5) Spese (art. 91 c.p.c.). Esito: confermate per la regola della soccombenza.
Ratio decidendi
La condotta è qualificata come ingiuria al superiore contestuale a rifiuto dell’ordine e compiuta in presenza di terzi: non mero diverbio, ma lesione dell’assetto gerarchico e dell’affidamento organizzativo. La gravità unitaria (contenuto verbale degradante, contesto lavorativo, platealità, disvalore funzionale) supera la soglia della sanzione conservativa e integra giusta causa di licenziamento ex art. 2119 c.c., alla luce del CCNL.

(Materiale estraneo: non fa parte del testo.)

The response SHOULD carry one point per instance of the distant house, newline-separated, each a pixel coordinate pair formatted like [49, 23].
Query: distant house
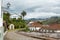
[34, 26]
[51, 28]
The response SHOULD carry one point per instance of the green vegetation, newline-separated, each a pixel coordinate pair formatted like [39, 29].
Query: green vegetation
[18, 23]
[52, 20]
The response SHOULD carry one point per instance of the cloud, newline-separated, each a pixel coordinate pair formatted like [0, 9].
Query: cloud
[40, 15]
[45, 7]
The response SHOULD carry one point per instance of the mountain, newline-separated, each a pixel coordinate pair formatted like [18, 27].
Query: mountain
[52, 20]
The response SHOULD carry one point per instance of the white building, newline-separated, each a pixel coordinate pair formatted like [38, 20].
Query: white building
[34, 26]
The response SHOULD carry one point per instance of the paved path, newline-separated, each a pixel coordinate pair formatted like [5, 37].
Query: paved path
[14, 36]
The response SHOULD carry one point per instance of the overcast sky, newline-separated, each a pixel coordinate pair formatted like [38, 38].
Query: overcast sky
[35, 8]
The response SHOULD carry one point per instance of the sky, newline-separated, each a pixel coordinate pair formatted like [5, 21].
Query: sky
[35, 8]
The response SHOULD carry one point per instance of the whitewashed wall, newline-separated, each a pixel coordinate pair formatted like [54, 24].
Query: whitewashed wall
[1, 23]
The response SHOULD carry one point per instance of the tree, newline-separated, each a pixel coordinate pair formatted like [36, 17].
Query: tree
[23, 14]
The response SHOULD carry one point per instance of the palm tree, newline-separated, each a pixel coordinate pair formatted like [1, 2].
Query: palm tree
[23, 14]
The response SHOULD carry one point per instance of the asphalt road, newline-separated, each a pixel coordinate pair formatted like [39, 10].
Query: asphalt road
[14, 36]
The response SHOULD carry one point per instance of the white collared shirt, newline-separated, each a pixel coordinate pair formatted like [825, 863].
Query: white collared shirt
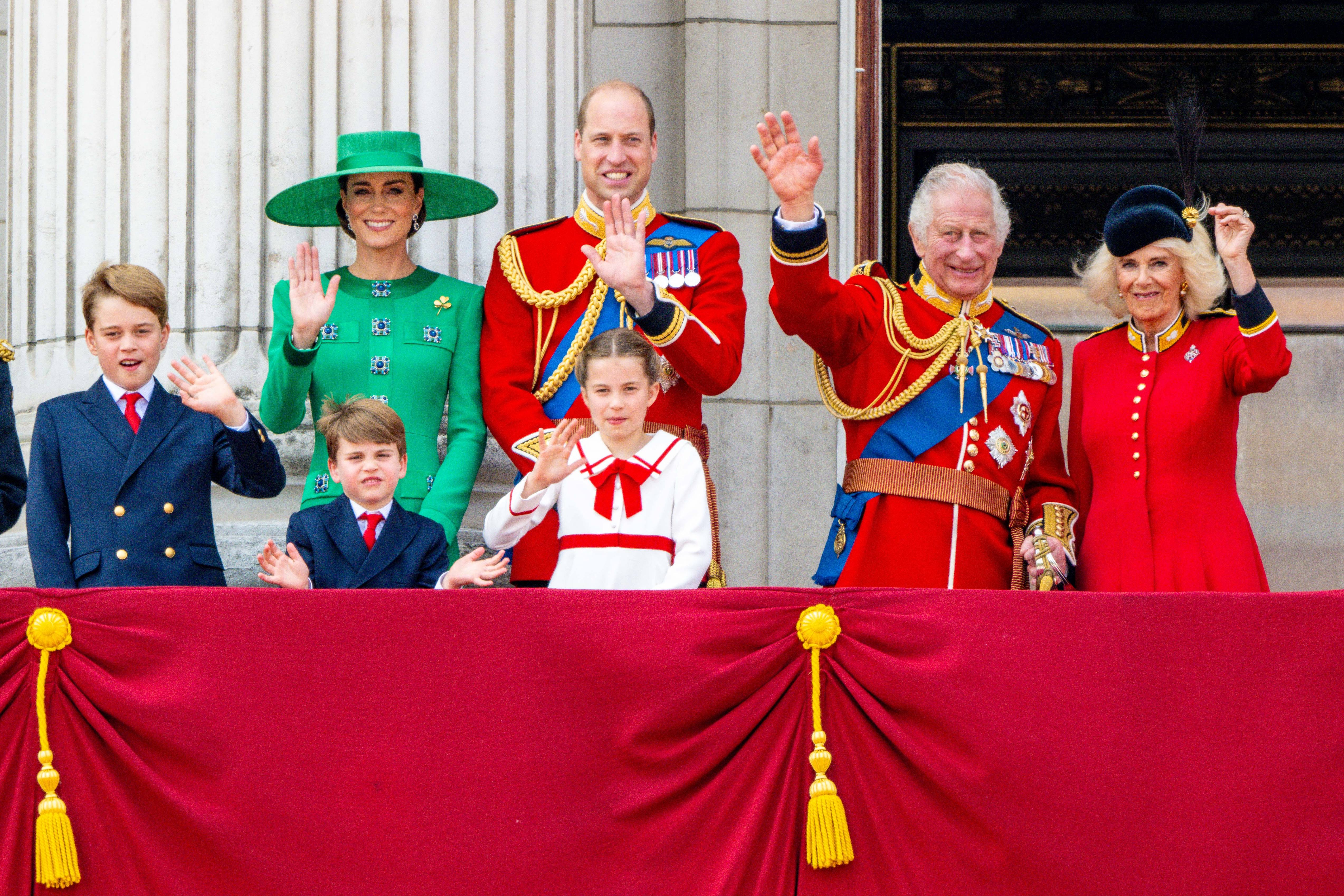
[119, 398]
[675, 512]
[363, 525]
[119, 395]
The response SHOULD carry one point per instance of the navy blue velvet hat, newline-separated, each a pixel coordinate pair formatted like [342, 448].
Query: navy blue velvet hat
[1144, 216]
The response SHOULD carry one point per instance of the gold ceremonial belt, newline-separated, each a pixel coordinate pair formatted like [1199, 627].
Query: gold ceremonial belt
[930, 484]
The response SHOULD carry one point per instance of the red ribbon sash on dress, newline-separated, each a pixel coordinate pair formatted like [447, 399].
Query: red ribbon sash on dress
[632, 478]
[619, 541]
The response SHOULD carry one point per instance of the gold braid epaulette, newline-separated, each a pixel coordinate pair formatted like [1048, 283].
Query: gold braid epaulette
[944, 344]
[511, 265]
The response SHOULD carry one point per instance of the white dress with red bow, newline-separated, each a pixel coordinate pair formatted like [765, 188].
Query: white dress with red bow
[635, 525]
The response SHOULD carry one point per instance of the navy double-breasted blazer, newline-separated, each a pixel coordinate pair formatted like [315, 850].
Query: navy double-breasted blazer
[14, 482]
[136, 506]
[412, 553]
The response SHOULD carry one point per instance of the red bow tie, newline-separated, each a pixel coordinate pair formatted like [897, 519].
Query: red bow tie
[632, 478]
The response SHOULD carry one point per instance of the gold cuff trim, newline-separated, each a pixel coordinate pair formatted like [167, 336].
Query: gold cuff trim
[530, 446]
[1257, 331]
[797, 260]
[1060, 520]
[674, 330]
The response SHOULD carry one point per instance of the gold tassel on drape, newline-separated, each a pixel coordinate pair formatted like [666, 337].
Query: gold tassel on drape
[56, 860]
[828, 832]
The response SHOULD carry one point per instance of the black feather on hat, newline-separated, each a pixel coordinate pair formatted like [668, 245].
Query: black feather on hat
[1147, 214]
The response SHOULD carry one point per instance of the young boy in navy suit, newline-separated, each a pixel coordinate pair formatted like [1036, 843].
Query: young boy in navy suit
[124, 469]
[367, 541]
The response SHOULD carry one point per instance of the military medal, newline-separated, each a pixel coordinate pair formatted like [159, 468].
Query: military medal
[678, 279]
[693, 275]
[661, 277]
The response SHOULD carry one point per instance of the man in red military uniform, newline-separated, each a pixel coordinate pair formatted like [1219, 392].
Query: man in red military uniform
[616, 263]
[951, 398]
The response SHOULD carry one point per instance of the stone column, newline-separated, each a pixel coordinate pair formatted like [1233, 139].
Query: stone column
[713, 68]
[154, 132]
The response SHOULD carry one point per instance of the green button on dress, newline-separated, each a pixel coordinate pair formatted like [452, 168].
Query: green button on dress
[412, 343]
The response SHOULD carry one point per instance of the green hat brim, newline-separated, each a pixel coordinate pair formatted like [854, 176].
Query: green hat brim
[314, 202]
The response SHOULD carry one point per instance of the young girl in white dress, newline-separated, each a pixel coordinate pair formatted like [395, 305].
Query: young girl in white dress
[632, 506]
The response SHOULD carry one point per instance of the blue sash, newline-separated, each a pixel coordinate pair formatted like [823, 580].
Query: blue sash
[671, 237]
[925, 422]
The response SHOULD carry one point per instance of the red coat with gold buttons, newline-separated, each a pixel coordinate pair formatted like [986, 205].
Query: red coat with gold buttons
[1152, 451]
[904, 541]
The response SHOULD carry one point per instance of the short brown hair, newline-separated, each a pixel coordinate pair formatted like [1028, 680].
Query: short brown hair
[132, 283]
[619, 343]
[361, 420]
[609, 85]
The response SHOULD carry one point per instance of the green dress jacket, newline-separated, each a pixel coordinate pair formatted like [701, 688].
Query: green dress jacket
[409, 343]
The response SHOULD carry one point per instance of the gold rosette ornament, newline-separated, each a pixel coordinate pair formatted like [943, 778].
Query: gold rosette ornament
[56, 860]
[828, 832]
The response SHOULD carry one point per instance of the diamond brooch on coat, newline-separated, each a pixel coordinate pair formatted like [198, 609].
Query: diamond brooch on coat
[1000, 446]
[1022, 413]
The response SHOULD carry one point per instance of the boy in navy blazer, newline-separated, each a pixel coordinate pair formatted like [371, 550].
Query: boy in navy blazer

Sul piano del controllo di legittimità, la Cassazione ribadisce che:
la specificazione della clausola generale è attività giuridica sindacabile ex n. 3 solo per errori di diritto;
l’applicazione concreta degli standard al caso è giudizio di merito insindacabile se sorretto da motivazione non apparente;
il n. 5 esige un fatto storico decisivo non esaminato, non la diversa pesatura delle risultanze.
Principi utili
Le tipizzazioni disciplinari del CCNL sono esemplificative: la giusta causa di licenziamento può essere ravvisata anche oltre la lettera, in coerenza con gli standard giurisprudenziali.
Ingiuria grave al superiore, specie se contestuale a un ordine e davanti a terzi, integra grave insubordinazione idonea a sorreggere il licenziamento in tronco.
È inammissibile la sovrapposizione dei vizi ex art. 360, nn. 3 e 5 c.p.c. sulla medesima questione; l’omesso esame non coincide con la richiesta di nuova valutazione delle prove.
La recidiva oltre il biennio non opera automaticamente; un precedente può essere considerato solo come elemento descrittivo della personalità professionale ai fini della proporzionalità.
Dispositivo
Ricorso rigettato; licenziamento confermato; ricorrente condannata alle spese (€ 4.000 oltre spese generali 15% e accessori) e all’ulteriore contributo unificato ex art. 13, co. 1-quater, d.P.R. 115/2002.